The Value of Volunteering
Written by: Meredith Stuart, Marketing & Development Specialist
At first, Joshua Stull didn’t want to go to a stranger’s house to pull weeds or take out the recycling. “I didn’t see a valuable point in doing it,” he admits. But when he and his mom Christina Renzette started volunteering with Brandywine Village Network (BVN) two years ago, he began to change his mind.
Brandywine Village Network, a program of Jewish Family Services of Delaware, mobilizes nearly 200 volunteers to help older adults live independently in their homes. Joshua, then 11 years old, and his mom were matched with Gordon Gee. Regular assistance from volunteers is a lifeline for Gordon, who suffered a stroke several years ago that left him with restricted mobility.
Joshua helps with the yardwork and chores around the house. Christina goes grocery shopping for him, and picks up his prescriptions. They take him out to lunch. “We like Gordon,” Joshua says. “He’s like us in many ways. He has a good sense of humor and likes to joke around. He’s like family now.”
Gordon lives alone. His wife passed away shortly after Joshua and Christina met him. Christina feels like it was meant to be that they were there for Gordon during that time. “He’s like family now,” she says. “It doesn’t even feel like volunteering anymore. When I log my hours it feels like cheating. It’s like hanging out with an uncle for me – or a grandfather for Joshua.”

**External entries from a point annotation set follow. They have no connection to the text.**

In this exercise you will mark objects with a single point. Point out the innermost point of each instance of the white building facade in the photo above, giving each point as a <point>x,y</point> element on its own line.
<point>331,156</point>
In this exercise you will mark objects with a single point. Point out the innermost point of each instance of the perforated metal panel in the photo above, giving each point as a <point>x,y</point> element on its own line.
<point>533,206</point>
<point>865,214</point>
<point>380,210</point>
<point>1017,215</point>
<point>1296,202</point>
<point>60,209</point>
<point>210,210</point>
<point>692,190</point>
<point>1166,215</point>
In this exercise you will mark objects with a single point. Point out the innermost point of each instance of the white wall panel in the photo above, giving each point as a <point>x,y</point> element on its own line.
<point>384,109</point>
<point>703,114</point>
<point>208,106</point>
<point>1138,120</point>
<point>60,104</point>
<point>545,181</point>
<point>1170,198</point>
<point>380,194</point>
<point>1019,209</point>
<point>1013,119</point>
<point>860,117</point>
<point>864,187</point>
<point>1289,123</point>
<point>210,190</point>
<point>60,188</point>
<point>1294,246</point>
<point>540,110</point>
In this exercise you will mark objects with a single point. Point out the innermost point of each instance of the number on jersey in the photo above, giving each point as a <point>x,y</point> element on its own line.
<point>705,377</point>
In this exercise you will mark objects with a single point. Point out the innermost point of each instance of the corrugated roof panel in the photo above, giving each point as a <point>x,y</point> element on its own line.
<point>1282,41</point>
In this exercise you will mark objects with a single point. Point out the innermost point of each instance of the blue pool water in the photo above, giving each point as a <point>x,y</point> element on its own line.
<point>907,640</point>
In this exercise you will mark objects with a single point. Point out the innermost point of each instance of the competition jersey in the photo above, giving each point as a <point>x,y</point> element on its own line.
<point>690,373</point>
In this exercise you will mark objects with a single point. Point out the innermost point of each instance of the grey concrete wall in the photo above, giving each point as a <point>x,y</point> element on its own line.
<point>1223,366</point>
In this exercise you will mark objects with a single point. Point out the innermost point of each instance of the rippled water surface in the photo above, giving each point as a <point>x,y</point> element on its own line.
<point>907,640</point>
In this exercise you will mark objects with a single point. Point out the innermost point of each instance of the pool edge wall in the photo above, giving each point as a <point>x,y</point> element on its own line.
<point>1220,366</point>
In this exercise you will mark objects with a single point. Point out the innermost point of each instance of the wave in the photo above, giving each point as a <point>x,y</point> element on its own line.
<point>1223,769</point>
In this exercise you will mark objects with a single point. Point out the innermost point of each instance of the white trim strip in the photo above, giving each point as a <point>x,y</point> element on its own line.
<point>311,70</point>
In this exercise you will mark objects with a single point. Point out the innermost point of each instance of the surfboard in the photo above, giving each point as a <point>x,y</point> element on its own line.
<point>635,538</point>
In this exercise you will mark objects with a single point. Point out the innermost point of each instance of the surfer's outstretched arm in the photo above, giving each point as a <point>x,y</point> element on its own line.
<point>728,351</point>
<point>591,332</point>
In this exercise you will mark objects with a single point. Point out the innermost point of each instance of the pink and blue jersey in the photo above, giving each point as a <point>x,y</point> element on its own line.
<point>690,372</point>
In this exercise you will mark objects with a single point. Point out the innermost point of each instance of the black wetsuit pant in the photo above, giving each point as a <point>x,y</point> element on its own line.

“I love Gordon,” Joshua adds. “He’s my buddy. He has amazing stories to tell about his life. And he’s interested in what I tell him too.”
For Christina, volunteering with her son was an opportunity to teach him to be giving, selfless, and appreciative. “I’m a single mom and I want to make sure our time counts and to teach him everything I can while he’s with me,” she says. “I felt like he was at a pivotal time to instill those values. We couldn’t have picked a better first place to volunteer.”
They chose to volunteer with BVN because it fit easily into their lives.
“BVN was one of the few places in Delaware where you could be his age and volunteer with a parent,” Christina explains. “Once we met with Maggie and found out all about what BVN does, I knew this was exactly what we need to do. It’s something that easily fits into our schedule.”
Now 13, Joshua fully believes in the value of volunteering. “I feel like I have progressed and become more selfless,” he says. “I learned to see past me and to focus on Gordon when we volunteer because Gordon is our priority.”
“I think he’s doing a good job,” Christina beams. “I’m proud of who he’s becoming. He’s not your typical little 13 year old. Can’t hid it, I’m very proud of him.”